As a tutor at Oxford, Helen appears aware of some issues faced by students on a regular basis, and concerns that they have which may well influence their voting decisions. “We want to get rid of tuition fees. It’s not clear that they’re helpful in raising income and cause a lot of grief for many students. That feeling of indebtedness is not pleasant.” Like many supporters of no-fees, Helen herself benefited from the old system by which higher education was free, but taxes were paid when working. “That seemed to work well”, she said, “I don’t see why we can’t go back to that”.
However, Helen feels that the NHS and young people are more connected than the latter may realise. “A lot of young people are blissfully isolated from the inner problems of the health and social services, unless they have families which are involved or work within it.” Despite this bubblewrapping, a lot of young people are finding the coalition treatment of the NHS does affect them, Helen argues. We move on to discuss mental health provisions: “There was been a huge reduction in the availability of the mental health services, and that has hit a lot of students. The university here has a service of its own, but on the wider scale mental health services have really suffered in the last five years.”
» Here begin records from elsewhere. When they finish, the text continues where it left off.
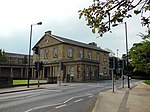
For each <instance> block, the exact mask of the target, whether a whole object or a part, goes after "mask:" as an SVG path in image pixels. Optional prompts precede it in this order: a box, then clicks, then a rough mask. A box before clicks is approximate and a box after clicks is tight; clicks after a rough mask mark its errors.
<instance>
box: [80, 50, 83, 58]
mask: <svg viewBox="0 0 150 112" xmlns="http://www.w3.org/2000/svg"><path fill="white" fill-rule="evenodd" d="M79 57H80V58H83V49H80V51H79Z"/></svg>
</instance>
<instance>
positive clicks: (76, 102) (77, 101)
mask: <svg viewBox="0 0 150 112" xmlns="http://www.w3.org/2000/svg"><path fill="white" fill-rule="evenodd" d="M82 100H83V99H79V100H76V101H74V102H75V103H77V102H79V101H82Z"/></svg>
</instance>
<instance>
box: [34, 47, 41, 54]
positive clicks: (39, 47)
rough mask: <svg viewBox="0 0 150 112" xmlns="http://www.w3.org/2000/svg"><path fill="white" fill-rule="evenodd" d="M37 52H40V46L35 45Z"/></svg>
mask: <svg viewBox="0 0 150 112" xmlns="http://www.w3.org/2000/svg"><path fill="white" fill-rule="evenodd" d="M34 51H35V54H40V47H39V46H35V50H34Z"/></svg>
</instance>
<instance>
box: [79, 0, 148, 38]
mask: <svg viewBox="0 0 150 112" xmlns="http://www.w3.org/2000/svg"><path fill="white" fill-rule="evenodd" d="M131 11H133V12H134V14H136V15H139V14H141V23H142V25H143V26H147V27H148V33H149V34H150V30H149V24H150V16H149V14H148V16H147V14H145V13H150V1H149V0H106V2H102V1H100V0H93V3H92V5H91V6H89V7H88V8H84V9H83V10H79V18H81V17H82V16H84V17H85V20H86V21H87V25H88V26H89V27H90V28H92V32H93V33H96V32H98V33H99V34H100V36H103V34H104V33H105V32H107V31H109V30H110V27H111V24H112V26H114V27H115V26H116V25H117V23H121V22H123V21H124V19H125V18H130V17H132V14H131Z"/></svg>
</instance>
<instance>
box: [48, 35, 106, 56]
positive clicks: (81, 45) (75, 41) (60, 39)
mask: <svg viewBox="0 0 150 112" xmlns="http://www.w3.org/2000/svg"><path fill="white" fill-rule="evenodd" d="M46 34H47V35H48V36H50V37H53V38H55V39H57V40H58V41H60V42H62V43H67V44H72V45H75V46H80V47H84V48H89V49H94V50H98V51H103V52H106V53H109V52H108V51H106V50H104V49H101V48H100V47H97V46H94V45H90V44H86V43H82V42H78V41H74V40H71V39H67V38H64V37H60V36H56V35H52V34H49V33H46Z"/></svg>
Again, we spend a while discussing the NHS and the problems it is facing, issues which it is obvious Helen feels incredibly passionately about. “We all take it for granted at the moment. The main parties are making loads of big and wonderful promises” – here, she laughs – “and you think that’s all very well, but who is going to provide this service – where are the staff? At the moment, they’re just not there to deliver that. Unrealistic promises are being given”. Where do these unrealistic promises come from? Helen feels it is a lack of practical knowledge: “The people making the health policy are doing what they think will please the voters, rather than what is actually possible.”
I ask her what she feels is possible, then. She’s quick to reply, “Reinstate the Secretary of State’s duty to provide healthcare for the people of this country,” – a duty revoked by the 2012 Act – “scrap the market which is wasteful of resources. Put some money in, so that hospitals aren’t trying to make savings which are inefficient anyway; we need a cash injection really straight away”, Helen summarises, before discussing the party’s income tax policy in order to raise temporary funds for the service.
Moving back to young people, we discuss the issues that first time, young voters will experience under the new government. “For the winners – and I guess a lot of students here would count as winners – there’s a lot of worry about jobs and employment prospects and time spent as an intern. Even with a well paid job, will you afford anywhere to live?” Helen’s aware of the flip side of this too. “There are a lot of young people that haven’t succeeded in the traditional sense, who are stuck in badly paid zero hour contracts, and for who making any process in our society looks very hard and almost impossible.”
“For some people the worries are about where they might live, but for other people it is a question of how they’re going to live – we’ve got a huge polarisation”, she summarises.
I ask her what she would say to students who feel that the NHA is too NHS centric to be relatable. “It’s a really important issue”, she responds, “If we carry on in the direction we’re going, what we’ll have will be a shadow of what the NHS once was. It’s a chance to save and value it. It’s time to vote for what you value.”
She smiles, as she goes on to say, “Unfortunately you will get old, and you will get ill, and you’re going to need the NHS.”